Ontario, Calif.-based Empire Land LLC filed for Chapter 11 bankruptcy protection in U.S. Bankruptcy Court on April 25.
The company, which had teamed with KB Home to develop the Saguaro Springs neighborhood on Twin Peaks Road just west of Rattlesnake Pass, had been trying to sell its interest in Saguaro Springs since the two sides decided to put the project on hold last fall.
KB Home Tucson Office President John Bremond said his company is "in the process of negotiating a new contract for the sale of the property." He said he has potential buyers lined up but wouldn't disclose any names.
Bremond said the first step in selling off Saguaro Springs, though, is gaining control of the project, which is governed by a Community Facilities District that the Marana Town Council approved in 2007 in order for the developers to be able to issue bonds to pay for upfront infrastructure costs.
Bremond said Empire was considered the managing partner of the project. He said it would continue to have an interest in the property, if sold, but it would be bound by the terms of the bankruptcy.
Any sale of Saguaro Springs cannot go through, however, until the many liens that have been filed by various contractors are paid.
Among those liens is one for more than $600,000 filed by Granite Construction, which was hired to build the main roads through the planned 2,462-home community.
"There's a litany of other liens that have been filed," noted Dave Richards, Arizona branch manager for Granite Construction.
Darci Wood, operations manager for Nevada-based Spirit Underground LLC, said her company's $1.15 million lien is mostly for retention money that was due when grading, paving and underground utility work was completed.
She said that work was wrapping up last winter when payments from Saguaro Reserve LLC, the name of the company that Empire and KB formed for the Saguaro Springs project, stopped.

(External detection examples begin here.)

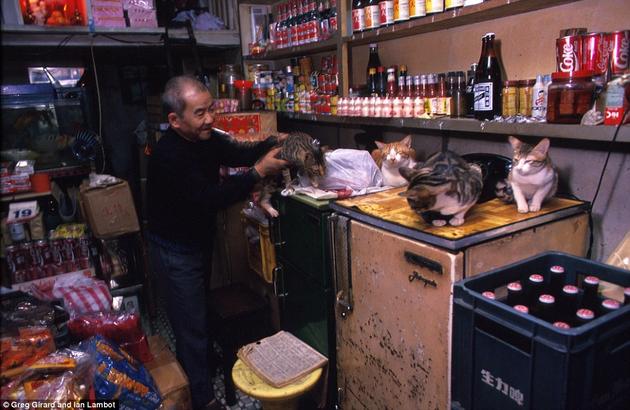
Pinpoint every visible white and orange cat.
[372,135,416,187]
[508,136,558,213]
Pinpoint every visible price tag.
[7,201,39,224]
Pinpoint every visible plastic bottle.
[532,74,547,119]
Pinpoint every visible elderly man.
[147,76,287,409]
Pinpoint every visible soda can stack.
[5,236,92,283]
[556,30,630,76]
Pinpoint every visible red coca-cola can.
[556,36,582,73]
[582,33,609,75]
[607,30,630,75]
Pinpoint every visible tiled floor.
[151,302,262,410]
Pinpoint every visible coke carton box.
[451,252,630,410]
[80,181,140,239]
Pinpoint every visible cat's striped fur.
[255,131,326,218]
[506,136,558,213]
[372,135,416,187]
[400,151,483,226]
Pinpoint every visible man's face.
[169,88,214,141]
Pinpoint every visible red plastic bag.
[68,312,153,363]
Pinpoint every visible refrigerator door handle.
[405,251,444,275]
[409,270,437,288]
[328,213,352,319]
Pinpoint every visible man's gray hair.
[162,75,209,116]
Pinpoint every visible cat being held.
[400,151,483,226]
[372,135,416,187]
[254,132,326,218]
[502,136,558,213]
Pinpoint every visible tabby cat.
[372,135,416,187]
[255,132,326,218]
[497,136,558,213]
[400,151,483,226]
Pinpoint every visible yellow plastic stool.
[232,359,322,410]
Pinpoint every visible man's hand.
[254,147,289,178]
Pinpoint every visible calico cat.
[400,151,483,226]
[372,135,416,187]
[255,132,326,218]
[497,136,558,213]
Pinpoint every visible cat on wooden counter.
[496,136,558,213]
[254,131,327,218]
[372,135,416,187]
[400,151,483,226]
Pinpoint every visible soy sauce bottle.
[474,33,503,120]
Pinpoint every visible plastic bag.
[68,312,153,363]
[303,149,383,191]
[79,336,162,410]
[0,349,95,402]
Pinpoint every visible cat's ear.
[508,135,523,151]
[398,167,416,181]
[532,138,550,155]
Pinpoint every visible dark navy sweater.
[147,128,277,249]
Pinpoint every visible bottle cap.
[602,299,621,310]
[508,282,523,292]
[584,276,599,285]
[553,322,571,329]
[514,305,529,313]
[538,294,556,305]
[575,309,595,320]
[549,265,564,273]
[481,290,495,300]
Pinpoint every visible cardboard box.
[145,335,192,410]
[213,111,278,141]
[81,181,140,239]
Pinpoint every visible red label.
[604,107,623,125]
[352,9,365,31]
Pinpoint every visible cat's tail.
[494,178,514,204]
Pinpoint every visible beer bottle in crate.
[535,293,556,322]
[581,276,599,312]
[558,285,579,322]
[526,273,545,306]
[506,281,525,306]
[599,299,621,316]
[574,309,595,327]
[549,265,566,295]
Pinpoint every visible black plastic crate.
[451,252,630,410]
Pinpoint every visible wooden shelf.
[278,112,630,143]
[243,36,337,61]
[0,191,50,202]
[1,25,240,47]
[343,0,578,46]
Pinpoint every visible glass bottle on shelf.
[328,0,339,35]
[365,43,381,86]
[352,0,367,33]
[474,33,503,120]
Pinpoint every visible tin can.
[556,36,582,73]
[581,33,609,75]
[606,30,630,75]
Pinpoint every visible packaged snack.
[79,336,162,410]
[68,312,153,363]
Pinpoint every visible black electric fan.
[71,130,105,174]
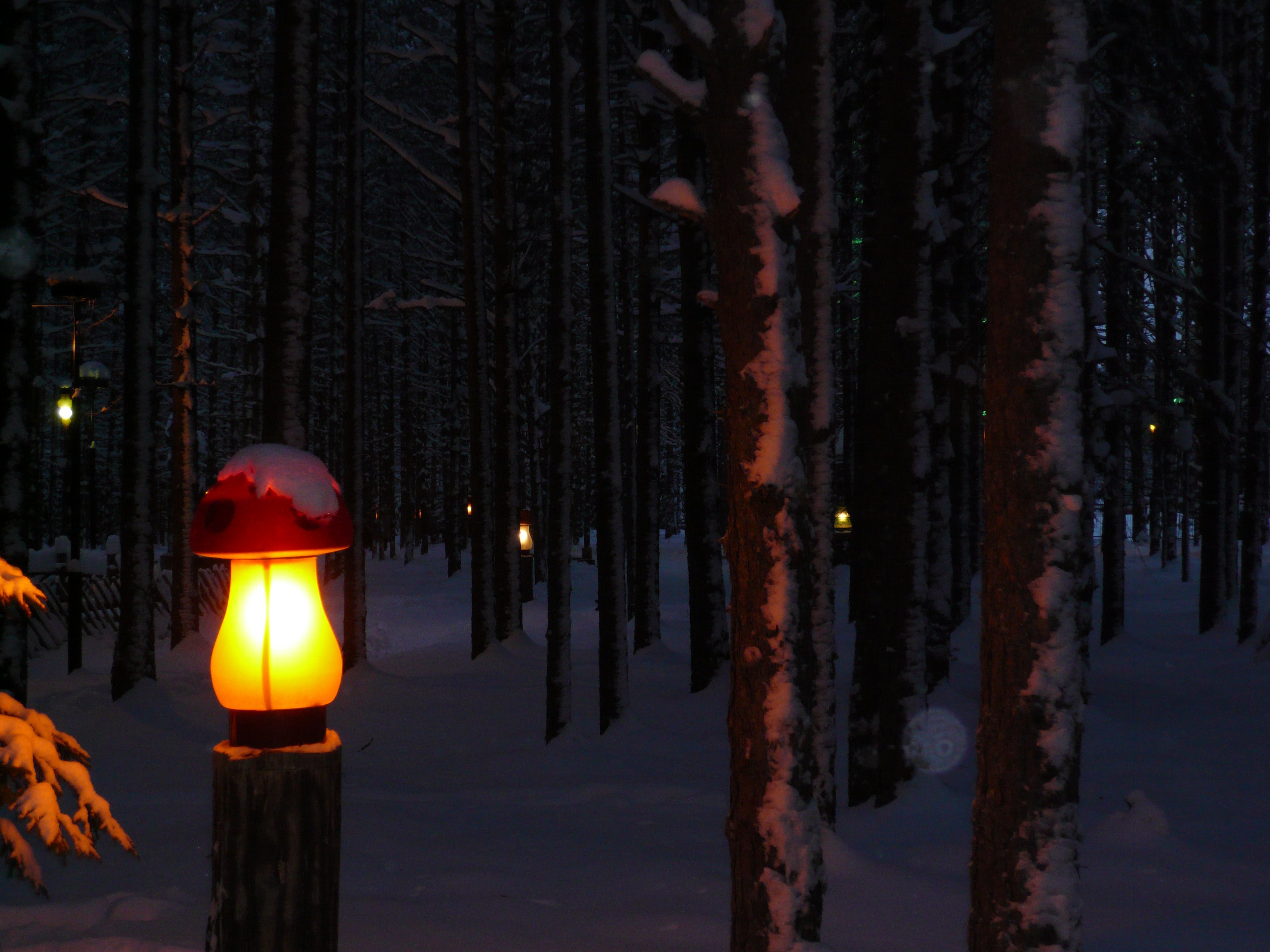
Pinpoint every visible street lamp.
[190,443,353,952]
[519,509,533,602]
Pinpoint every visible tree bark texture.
[342,0,366,670]
[969,0,1091,952]
[673,44,729,691]
[631,11,662,651]
[781,0,838,828]
[493,0,521,641]
[0,3,42,704]
[583,0,627,732]
[263,0,319,449]
[110,0,159,701]
[691,0,824,952]
[847,0,935,806]
[206,746,343,952]
[457,0,495,658]
[546,0,577,743]
[168,0,198,647]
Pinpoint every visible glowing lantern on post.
[190,444,353,748]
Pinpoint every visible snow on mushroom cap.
[216,443,339,522]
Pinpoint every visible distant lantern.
[190,443,353,748]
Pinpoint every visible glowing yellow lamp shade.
[212,556,344,711]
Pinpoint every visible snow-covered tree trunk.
[545,0,578,741]
[168,0,198,647]
[110,0,159,701]
[456,0,495,658]
[631,3,662,651]
[673,35,729,691]
[1193,0,1231,632]
[969,0,1091,952]
[639,0,827,952]
[583,0,627,732]
[847,0,940,806]
[491,0,521,641]
[342,0,366,669]
[262,0,319,449]
[1240,4,1270,641]
[780,0,838,826]
[0,3,41,703]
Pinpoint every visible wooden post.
[207,731,340,952]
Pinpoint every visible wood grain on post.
[207,731,342,952]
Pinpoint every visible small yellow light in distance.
[212,557,344,711]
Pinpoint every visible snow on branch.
[0,693,137,896]
[648,178,706,221]
[635,50,706,113]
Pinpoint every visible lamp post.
[521,509,533,602]
[190,444,353,952]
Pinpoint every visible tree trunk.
[168,0,198,647]
[969,0,1091,952]
[583,0,627,734]
[627,4,662,651]
[110,0,159,701]
[546,0,577,743]
[781,0,838,828]
[493,0,521,641]
[342,0,366,670]
[1238,4,1270,642]
[457,0,495,658]
[847,0,933,806]
[674,44,729,692]
[0,3,43,704]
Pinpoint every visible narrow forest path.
[0,539,1270,952]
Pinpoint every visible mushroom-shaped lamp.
[190,443,353,748]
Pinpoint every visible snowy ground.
[0,539,1270,952]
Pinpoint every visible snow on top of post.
[635,50,706,112]
[648,178,706,220]
[217,443,339,522]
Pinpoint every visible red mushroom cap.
[189,473,353,559]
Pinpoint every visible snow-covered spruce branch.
[0,693,137,896]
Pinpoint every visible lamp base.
[230,704,326,750]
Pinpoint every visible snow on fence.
[27,562,230,656]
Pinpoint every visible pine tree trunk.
[847,0,933,806]
[110,0,159,701]
[0,3,43,704]
[674,44,729,692]
[969,0,1091,952]
[493,0,521,641]
[342,0,366,670]
[631,4,662,651]
[781,0,838,828]
[546,0,577,743]
[583,0,627,734]
[263,0,319,449]
[168,0,198,647]
[457,0,495,658]
[1194,0,1231,632]
[1238,4,1270,642]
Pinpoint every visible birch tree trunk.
[781,0,838,828]
[847,0,933,806]
[969,0,1091,952]
[342,0,366,670]
[493,0,521,641]
[583,0,627,734]
[673,43,729,692]
[546,0,578,743]
[168,0,198,647]
[0,3,42,704]
[456,0,495,658]
[627,9,662,651]
[110,0,159,701]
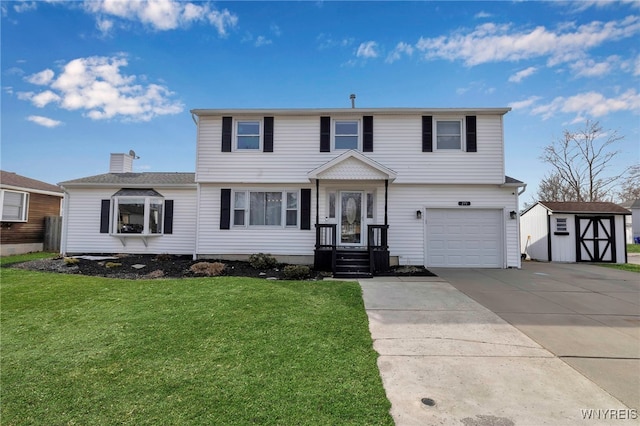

"We had no idea until the end," Wood said. "They had paid very well. They were paying about every 35 days. It was not until we were almost done out there."
While Granite's lien only amounts to about 10 percent of the $6 million contract and Spirit's claim is for about 13 percent of the $9 million deal it had for Saguaro Springs, other contractors and subcontractors are having a much harder time waiting to get paid for work they finished almost a year ago.
"The small guys like us are the ones that take the brunt of this," said Winston Shelton, owner of WCS Electric. "We had eight or 10 guys on that project for seven months."
Shelton said he's still owed about $250,000 on the $519,000 contract he had for installing lighting on the development's main streets. He said his company was about two weeks from completing the work when payments stopped.
As a result, Shelton said, he owes more than $80,000 to one of his main suppliers, who he says is reluctant to work with him on future projects.
"We've got commercial jobs that we're waiting to get started," Shelton said. "I'm still working, trying to keep things going."
Bremond, of KB, said he hopes to have Saguaro Springs sold to a new owner — and consequently have all of the liens on the property settled — within the next 60 to 90 days. After that, KB intends to return to the Saguaro Springs project, but as simply a home-builder and not also a developer.
"I would like to think we could do 20 to 25 percent of the homes out there," Bremond said, adding that it was never KB's intention to be the sole builder in the community.
"At our peak thinking we weren't thinking (of building) any more than a third. We always thought in terms of there being two or three builders in the community."
Calls made by the Star to Empire's offices and to lawyers representing the company in its bankruptcy case were not returned.